We tested Hespi on thousands of specimen images from the University of Melbourne Herbarium and other collections worldwide. We created test datasets for different stages in the pipeline and assessed the various components.

It achieved a high degree of accuracy. So it has the potential to save a lot of time, compared to manual data extraction.

We are developing a graphical user interface for the software so herbarium curators will be able to manually check and correct the results.

Just the beginning

Herbaria already contribute to society in many ways: from species identification and taxonomy to ecological monitoring, conservation, education, and even forensic investigations.

By mobilising large volumes of specimen-associated data, AI systems such as Hespi are enabling new and innovative applications at a scale never before possible.

AI has been used to automatically extract detailed leaf measurements and other traits from digitised specimens, unlocking centuries of historical collections for rapid research into plant evolution and ecology.

And this is just the beginning — computer vision and AI could soon be applied in many other ways, further accelerating and expanding botanical research in the years ahead.

Beyond herbaria

AI pipelines such as Hespi have the potential to extract text from labels in any museum or archival collection where high-quality digital images exist.

Our next step is a collaboration with Museums Victoria to adapt Hespi to create an AI digitisation pipeline suitable for museum collections. The AI pipeline will mobilise biodiversity data for about 12,500 specimens in the museum’s globally-significant fossil graptolite collection.

We are also starting a new project with the Australian Research Data Commons (ARDC) to make the software more flexible. This will allow curators in museums and other institutions to customise Hespi to extract data from all kinds of collections — not just plant specimens.
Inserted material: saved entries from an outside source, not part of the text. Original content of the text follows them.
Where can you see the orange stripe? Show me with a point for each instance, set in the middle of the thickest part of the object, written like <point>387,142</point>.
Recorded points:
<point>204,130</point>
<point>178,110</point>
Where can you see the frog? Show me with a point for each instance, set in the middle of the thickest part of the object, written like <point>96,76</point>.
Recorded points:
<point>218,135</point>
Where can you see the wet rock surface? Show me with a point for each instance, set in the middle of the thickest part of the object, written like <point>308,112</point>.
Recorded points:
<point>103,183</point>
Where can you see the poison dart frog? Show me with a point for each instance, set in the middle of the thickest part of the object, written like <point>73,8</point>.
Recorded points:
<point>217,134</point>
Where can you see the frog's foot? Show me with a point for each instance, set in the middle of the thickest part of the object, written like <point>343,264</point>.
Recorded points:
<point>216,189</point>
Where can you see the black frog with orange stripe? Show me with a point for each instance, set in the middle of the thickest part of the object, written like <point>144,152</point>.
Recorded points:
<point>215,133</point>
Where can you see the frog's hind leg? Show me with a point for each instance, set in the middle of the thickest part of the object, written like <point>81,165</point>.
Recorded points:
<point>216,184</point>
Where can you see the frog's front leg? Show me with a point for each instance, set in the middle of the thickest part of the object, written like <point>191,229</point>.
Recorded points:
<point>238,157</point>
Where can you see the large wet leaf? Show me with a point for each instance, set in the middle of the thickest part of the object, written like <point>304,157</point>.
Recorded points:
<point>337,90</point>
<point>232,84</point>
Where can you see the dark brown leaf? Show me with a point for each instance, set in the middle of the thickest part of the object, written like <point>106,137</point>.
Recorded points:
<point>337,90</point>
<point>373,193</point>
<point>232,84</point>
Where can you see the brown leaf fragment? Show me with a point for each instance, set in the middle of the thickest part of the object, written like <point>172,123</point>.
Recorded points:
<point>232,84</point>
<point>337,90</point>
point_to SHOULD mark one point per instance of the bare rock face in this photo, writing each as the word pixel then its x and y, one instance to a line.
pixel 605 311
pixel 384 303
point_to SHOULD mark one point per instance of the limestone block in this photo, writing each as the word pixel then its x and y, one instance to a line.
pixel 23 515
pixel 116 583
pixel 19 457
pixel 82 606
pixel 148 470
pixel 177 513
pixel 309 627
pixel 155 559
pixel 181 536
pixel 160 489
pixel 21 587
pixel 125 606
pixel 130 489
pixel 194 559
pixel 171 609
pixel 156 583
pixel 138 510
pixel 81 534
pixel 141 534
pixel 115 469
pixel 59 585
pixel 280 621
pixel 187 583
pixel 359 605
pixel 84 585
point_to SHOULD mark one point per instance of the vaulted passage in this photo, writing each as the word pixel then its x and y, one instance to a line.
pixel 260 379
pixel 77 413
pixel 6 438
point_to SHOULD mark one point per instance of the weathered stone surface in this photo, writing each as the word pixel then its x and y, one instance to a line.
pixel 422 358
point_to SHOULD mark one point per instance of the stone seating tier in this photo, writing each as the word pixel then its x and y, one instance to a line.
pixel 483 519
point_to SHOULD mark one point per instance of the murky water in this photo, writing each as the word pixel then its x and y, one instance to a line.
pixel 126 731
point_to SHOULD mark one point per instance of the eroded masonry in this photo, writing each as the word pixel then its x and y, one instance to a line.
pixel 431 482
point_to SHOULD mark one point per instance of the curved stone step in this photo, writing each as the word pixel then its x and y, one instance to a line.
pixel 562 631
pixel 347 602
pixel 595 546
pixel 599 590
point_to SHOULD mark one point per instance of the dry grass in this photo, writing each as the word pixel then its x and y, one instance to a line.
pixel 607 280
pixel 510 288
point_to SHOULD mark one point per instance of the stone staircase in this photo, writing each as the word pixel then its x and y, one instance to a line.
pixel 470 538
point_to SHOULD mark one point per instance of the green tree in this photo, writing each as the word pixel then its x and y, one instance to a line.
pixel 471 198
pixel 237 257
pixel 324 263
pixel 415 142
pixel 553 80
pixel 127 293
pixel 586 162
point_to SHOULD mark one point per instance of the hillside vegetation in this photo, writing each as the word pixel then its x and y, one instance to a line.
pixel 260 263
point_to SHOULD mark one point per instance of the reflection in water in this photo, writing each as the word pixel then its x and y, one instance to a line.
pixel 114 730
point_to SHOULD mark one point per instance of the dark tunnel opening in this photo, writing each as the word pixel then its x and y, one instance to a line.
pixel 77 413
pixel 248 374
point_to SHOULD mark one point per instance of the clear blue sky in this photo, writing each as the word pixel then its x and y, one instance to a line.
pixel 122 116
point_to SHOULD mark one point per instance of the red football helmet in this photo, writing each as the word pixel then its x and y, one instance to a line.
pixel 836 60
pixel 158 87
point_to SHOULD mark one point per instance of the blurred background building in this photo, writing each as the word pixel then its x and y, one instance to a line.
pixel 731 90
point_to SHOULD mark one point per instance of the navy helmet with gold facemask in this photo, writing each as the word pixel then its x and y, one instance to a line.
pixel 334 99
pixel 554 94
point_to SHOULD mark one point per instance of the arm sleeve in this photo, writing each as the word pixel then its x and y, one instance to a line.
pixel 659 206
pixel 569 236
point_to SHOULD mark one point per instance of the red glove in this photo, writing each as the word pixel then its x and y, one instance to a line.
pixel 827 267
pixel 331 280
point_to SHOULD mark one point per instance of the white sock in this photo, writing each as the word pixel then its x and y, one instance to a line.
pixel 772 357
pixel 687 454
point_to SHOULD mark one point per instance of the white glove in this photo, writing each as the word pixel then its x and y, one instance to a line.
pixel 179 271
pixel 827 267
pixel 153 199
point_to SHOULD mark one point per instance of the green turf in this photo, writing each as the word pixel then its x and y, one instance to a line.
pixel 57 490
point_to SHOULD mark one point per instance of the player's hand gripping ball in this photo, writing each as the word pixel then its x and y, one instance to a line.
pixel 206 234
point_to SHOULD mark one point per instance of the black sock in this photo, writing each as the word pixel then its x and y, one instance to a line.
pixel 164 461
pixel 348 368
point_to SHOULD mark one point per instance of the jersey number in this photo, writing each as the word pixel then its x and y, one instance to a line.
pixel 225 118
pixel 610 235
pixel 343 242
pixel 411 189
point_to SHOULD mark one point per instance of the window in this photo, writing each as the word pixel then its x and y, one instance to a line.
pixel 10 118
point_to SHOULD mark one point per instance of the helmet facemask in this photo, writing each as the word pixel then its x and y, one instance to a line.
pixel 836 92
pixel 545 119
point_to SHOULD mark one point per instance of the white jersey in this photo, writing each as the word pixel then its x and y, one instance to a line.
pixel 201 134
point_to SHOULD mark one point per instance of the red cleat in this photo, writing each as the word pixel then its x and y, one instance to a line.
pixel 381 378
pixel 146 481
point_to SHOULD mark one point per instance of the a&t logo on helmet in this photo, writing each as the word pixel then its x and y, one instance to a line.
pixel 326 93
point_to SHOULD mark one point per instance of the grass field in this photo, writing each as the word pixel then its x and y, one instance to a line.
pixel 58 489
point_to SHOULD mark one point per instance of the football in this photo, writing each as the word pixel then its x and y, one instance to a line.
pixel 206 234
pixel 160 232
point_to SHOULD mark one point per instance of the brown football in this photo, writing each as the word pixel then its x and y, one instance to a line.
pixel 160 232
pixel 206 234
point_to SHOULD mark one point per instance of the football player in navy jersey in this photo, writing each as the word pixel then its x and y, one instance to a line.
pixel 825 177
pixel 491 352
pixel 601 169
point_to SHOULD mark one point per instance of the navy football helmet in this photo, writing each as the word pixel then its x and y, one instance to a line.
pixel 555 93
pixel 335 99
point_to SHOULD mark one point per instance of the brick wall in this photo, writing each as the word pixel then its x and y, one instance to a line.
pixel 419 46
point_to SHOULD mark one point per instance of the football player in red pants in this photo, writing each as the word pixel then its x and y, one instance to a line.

Tranformational technology

Just as AI is reshaping many aspects of daily life, these technologies can transform access to biodiversity data. Human-AI collaborations could help overcome one of the biggest bottlenecks in collection digitisation — the slow, manual transcription of label data.

Mobilising the information already locked in herbaria, museums, and archives worldwide is essential to make it available for the cross-disciplinary research needed to understand and address the biodiversity crisis.

We wish to acknowledge our colleagues at the Melbourne Data Analytics Platform, including Karen Thompson and Emily Fitzgerald, who contributed to this research.